Makassar, Jumat, 30 Mei 2025 . Pukul 10.00-20.00 WITA
Pagi itu, di rumah hijau kami yang sepi di sudut Makassar, saya menyambut dua sahabat lama: Gusli dan Irsyad. Nama-nama yang membawa kenangan manis tentang masa lalu kami di basecamp Ciledug, Jakarta. Tempat di mana mimpi-mimpi kami dulu dirajut, kopi diseruput sambil berdiskusi panjang, kadang tanpa kesimpulan, tapi selalu penuh tawa dan semangat muda.

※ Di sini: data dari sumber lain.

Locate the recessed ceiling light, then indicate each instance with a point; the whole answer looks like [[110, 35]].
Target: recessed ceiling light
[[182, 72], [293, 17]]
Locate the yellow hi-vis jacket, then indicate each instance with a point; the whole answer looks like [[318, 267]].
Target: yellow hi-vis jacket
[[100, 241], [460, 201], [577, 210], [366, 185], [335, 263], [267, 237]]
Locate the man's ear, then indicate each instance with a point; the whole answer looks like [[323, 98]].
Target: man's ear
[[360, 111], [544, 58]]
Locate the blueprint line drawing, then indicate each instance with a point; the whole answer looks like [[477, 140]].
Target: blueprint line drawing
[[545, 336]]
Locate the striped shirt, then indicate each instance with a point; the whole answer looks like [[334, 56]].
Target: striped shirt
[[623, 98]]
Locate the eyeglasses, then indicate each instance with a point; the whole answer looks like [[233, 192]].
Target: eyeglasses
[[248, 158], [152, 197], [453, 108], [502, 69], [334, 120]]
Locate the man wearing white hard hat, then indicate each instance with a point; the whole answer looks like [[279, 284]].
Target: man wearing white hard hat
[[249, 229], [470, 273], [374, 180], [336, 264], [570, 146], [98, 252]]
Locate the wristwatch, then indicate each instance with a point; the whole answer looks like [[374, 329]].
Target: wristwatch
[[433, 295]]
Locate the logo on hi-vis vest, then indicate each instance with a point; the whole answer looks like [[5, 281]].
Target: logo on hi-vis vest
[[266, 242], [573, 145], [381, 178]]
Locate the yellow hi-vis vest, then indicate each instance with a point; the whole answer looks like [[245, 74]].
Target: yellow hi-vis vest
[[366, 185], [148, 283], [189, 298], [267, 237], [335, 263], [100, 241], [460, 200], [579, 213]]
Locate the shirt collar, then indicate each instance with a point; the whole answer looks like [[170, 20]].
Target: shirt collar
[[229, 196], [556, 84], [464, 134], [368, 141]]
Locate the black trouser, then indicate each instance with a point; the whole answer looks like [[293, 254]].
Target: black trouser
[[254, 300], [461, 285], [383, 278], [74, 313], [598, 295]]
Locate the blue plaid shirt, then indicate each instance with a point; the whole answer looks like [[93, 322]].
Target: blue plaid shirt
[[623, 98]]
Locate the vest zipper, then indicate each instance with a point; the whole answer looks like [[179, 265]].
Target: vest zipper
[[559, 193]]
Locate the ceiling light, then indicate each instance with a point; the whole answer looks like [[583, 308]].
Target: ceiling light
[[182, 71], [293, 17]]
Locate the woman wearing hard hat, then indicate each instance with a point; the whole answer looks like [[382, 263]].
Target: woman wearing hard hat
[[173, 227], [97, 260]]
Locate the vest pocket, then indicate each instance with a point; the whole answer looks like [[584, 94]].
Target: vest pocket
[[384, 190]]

Sudah lama kami tak bersua. Maka, pertemuan ini terasa hangat dan penuh cerita. Dari rumah, kami mengajak seorang pengusaha alat kesehatan, Ismail, untuk bergabung dalam perjalanan singkat namun bermakna: menghadiri khutbah Jumat Imam Shamsi Ali di Masjid Raya Al Markaz Al Islami, jantung spiritual kota Makassar.
Imam Shamsi Ali bukan sosok sembarangan. Beliau adalah putra Bugis yang harum namanya di kancah internasional, menjadi imam besar di Masjid New York. Ceramahnya hari itu menyentuh hati. Ia mengajak kami untuk "berhenti sejenak, layaknya wukuf di Arafah" merenung, memaknai kembali perjalanan hidup, dan bertanya: sudahkah hidup ini memberi dampak kebaikan?
Katanya, haji yang mabrur bukan hanya yang sah secara syariat, tapi yang melahirkan perubahan. Hidup yang lebih baik, lebih istiqamah, lebih bersinar karena dijalani sesuai dengan sunnah Rasulullah SAW. Haji yang membawa kita menjadi solusi, bukan sekadar gelar.
Usai shalat, kami sempat menyapa beliau momen singkat yang sarat inspirasi. Lalu, kami menuju sebuah tempat sederhana namun penuh cita rasa: D'Juries Coffee & Roastery, milik sahabat baru kami, Bapak Rustaman. Di sana, kami disuguhi secangkir kopi khas Makassar dalam gelas kecil jadul, yang mengingatkan saya pada warung-warung kopi di Parepare tempo dulu. Ditambah kentang goreng andalan sederhana tapi nikmat.
Di tengah seruput kopi, obrolan serius dimulai. Pak Rustaman berbagi visinya untuk mengembangkan warkop kreatif di Makassar, menjadikannya ruang kolaborasi sekaligus tempat nyaman untuk bertukar pikiran. Namun seperti banyak pebisnis UMKM lainnya, ia menghadapi tantangan: minimnya konsumen, lokasi yang kurang strategis, dan kebutuhan akan promosi yang kuat.
Saya menangkap semangatnya. Ia tidak hanya ingin membangun bisnis, tapi juga merancang sebuah masjid sebagai amal jariah rumah ibadah yang kelak akan terus mengalirkan pahala, bahkan ketika langkah kaki telah berhenti. Ini bukan sekadar tentang kopi. Ini tentang visi. Tentang kebermanfaatan. Tentang jejak yang tak lekang oleh waktu.
Hari itu menjadi pengingat bahwa persahabatan, dakwah, dan bisnis bisa saling menyemai kebaikan. Bahwa warkop bukan hanya tempat nongkrong, tapi bisa menjadi ruang peradaban. Dan bahwa secangkir kopi pun bisa mengantar kita pada percakapan tentang surga.